Jeune et déjà très
récompensée !
• Nommée parmi les « 30
Under 30 » du magazine
Forbes en 2021
• Nommée pour la
finale des Trophées
Optimistes 2022/23 du
magazine ÉcoRéseau
Business, catégorie
« Initiative positive »
• Deuxième au classement
Favikon 2022 des
entrepreneurs français
les plus influents sur
LinkedIn, catégorie
« entrepreneuriat »

Est-ce Maud Caillaux qui est en avance ou les autres banques qui sont en retard ? Sans doute un peu des deux. Á l’heure où l’on associe, sans broncher, jeunesse et paresse – au motif que les jeunes générations aspirent à travailler autrement – il est de ces jeunes justement qui bâtissent le monde de demain. Maud Caillaux a d’abord connu le secteur du luxe, mais l’atmosphère façon « Le Diable s’habille en Prada » a eu raison de la jeune femme. Cette franco-iranienne, diplômée d’une école de commerce, a grandi en Bourgogne. Et elle espère que sa région natale reste comme elle a toujours été. C’est pourquoi elle cofonde en 2019 Green-Got, une néobanque verte.
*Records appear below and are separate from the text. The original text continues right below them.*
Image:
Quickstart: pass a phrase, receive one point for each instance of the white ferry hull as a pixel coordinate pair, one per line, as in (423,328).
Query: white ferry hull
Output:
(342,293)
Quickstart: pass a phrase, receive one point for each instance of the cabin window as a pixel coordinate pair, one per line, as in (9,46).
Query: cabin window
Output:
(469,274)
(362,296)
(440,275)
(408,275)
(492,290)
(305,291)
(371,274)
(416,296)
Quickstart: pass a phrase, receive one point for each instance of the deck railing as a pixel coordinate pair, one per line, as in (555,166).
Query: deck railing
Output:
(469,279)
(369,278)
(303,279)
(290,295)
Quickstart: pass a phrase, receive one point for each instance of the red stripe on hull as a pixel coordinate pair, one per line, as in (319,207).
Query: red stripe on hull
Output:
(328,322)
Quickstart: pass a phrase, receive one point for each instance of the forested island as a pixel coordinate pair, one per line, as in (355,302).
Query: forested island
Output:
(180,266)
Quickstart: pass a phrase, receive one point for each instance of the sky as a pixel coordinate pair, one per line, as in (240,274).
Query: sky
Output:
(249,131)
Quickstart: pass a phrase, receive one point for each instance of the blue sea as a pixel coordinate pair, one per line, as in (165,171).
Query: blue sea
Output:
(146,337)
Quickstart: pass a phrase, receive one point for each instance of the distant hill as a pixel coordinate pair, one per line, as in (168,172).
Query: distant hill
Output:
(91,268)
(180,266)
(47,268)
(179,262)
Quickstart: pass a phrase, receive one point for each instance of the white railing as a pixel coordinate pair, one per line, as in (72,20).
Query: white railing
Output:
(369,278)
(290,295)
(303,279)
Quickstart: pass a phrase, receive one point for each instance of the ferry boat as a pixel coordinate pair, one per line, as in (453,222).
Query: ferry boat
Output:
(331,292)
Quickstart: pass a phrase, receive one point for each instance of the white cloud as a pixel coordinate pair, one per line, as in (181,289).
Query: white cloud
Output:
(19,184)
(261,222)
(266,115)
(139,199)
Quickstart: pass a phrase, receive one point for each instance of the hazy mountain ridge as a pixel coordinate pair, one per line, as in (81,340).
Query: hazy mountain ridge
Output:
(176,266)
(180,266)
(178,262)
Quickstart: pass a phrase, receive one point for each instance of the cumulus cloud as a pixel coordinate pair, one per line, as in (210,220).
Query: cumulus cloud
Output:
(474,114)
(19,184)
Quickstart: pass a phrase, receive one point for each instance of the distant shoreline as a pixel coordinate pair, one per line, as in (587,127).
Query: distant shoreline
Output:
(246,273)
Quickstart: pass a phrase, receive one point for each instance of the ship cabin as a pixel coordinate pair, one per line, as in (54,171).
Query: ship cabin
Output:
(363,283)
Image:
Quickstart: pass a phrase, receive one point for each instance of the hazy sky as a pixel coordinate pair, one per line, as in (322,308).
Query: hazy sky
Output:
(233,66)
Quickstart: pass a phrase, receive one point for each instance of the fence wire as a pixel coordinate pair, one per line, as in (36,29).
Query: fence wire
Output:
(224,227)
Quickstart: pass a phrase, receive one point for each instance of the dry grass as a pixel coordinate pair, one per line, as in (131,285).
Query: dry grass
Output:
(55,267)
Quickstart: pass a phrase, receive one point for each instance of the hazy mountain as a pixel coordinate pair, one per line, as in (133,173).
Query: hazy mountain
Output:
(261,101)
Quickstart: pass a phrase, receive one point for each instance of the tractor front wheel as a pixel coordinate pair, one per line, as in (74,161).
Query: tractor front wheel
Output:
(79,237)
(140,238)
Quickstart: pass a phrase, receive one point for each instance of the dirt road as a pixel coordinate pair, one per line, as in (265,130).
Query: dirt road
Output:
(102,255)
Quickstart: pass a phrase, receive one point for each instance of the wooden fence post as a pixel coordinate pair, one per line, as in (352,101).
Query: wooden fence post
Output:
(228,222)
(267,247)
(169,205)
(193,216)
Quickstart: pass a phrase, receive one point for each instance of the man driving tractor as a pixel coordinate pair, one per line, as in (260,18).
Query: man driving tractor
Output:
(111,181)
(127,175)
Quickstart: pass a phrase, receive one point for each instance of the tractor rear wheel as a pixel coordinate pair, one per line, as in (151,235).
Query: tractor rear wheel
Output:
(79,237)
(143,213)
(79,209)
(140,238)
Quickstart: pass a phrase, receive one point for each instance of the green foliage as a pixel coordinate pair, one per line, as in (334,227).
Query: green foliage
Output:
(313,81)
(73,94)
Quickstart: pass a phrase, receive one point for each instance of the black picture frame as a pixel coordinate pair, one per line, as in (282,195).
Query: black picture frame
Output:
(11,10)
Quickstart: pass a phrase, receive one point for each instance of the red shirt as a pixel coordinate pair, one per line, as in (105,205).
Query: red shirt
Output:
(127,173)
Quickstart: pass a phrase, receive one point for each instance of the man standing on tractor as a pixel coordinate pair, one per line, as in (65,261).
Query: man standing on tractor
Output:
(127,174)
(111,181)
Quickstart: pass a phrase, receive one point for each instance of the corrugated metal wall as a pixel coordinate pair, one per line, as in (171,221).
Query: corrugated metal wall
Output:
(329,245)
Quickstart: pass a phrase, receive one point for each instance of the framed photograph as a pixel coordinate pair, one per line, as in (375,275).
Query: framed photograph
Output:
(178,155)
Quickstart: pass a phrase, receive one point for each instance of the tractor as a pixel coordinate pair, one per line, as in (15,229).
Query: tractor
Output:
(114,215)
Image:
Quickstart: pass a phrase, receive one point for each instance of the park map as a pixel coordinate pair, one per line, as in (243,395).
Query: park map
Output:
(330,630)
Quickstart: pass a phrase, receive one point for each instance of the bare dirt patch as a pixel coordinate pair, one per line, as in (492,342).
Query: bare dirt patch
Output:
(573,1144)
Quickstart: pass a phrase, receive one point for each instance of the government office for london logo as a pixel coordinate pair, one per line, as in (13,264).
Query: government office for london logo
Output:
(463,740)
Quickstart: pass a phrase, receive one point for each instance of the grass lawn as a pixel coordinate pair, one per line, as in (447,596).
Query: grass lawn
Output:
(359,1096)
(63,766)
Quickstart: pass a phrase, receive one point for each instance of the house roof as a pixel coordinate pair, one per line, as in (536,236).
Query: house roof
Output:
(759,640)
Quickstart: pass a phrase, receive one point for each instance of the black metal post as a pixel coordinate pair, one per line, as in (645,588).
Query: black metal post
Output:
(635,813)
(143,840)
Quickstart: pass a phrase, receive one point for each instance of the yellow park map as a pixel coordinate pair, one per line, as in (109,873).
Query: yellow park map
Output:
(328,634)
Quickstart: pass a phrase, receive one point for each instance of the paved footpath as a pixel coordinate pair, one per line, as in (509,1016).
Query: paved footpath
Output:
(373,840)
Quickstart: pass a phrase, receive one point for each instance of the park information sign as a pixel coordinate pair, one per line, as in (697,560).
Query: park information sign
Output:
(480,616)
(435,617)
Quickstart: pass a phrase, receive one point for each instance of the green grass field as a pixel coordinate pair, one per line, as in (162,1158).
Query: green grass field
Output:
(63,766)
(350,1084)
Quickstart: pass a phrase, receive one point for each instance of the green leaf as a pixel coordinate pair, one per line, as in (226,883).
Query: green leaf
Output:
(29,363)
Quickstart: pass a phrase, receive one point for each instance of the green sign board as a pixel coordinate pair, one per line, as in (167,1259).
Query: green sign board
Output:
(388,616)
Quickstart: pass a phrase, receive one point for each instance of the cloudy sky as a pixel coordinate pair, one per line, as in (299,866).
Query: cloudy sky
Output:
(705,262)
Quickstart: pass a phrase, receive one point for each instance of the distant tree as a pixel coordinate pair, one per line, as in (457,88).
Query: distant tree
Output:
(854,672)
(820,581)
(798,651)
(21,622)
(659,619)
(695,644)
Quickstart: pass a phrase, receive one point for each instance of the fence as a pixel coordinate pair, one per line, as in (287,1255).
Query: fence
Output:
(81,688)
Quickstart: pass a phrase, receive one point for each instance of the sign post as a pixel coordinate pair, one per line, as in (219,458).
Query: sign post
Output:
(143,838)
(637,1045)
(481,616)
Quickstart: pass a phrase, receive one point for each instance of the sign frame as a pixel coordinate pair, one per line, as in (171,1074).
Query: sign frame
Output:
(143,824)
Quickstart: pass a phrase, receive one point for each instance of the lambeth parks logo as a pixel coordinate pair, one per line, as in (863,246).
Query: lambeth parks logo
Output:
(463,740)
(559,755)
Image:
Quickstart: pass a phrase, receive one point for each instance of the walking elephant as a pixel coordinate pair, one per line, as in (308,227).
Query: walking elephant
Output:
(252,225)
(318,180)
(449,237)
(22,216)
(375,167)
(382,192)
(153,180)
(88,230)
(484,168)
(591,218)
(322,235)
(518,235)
Son crédo : changer de banque pour changer le monde. Car oui, contrairement aux banques traditionnelles, Green-Got finance des projets à impact positif – et non fossiles. Réduire sa consommation de viande c’est bien. Rouler à l’électrique c’est bien aussi. Mais si vous laissez de l’argent « dormir » sur un compte d’une banque qui finance ce qui causera l’essorage de notre planète demain, et bien cela ne sert plus à grand-chose. Entretien.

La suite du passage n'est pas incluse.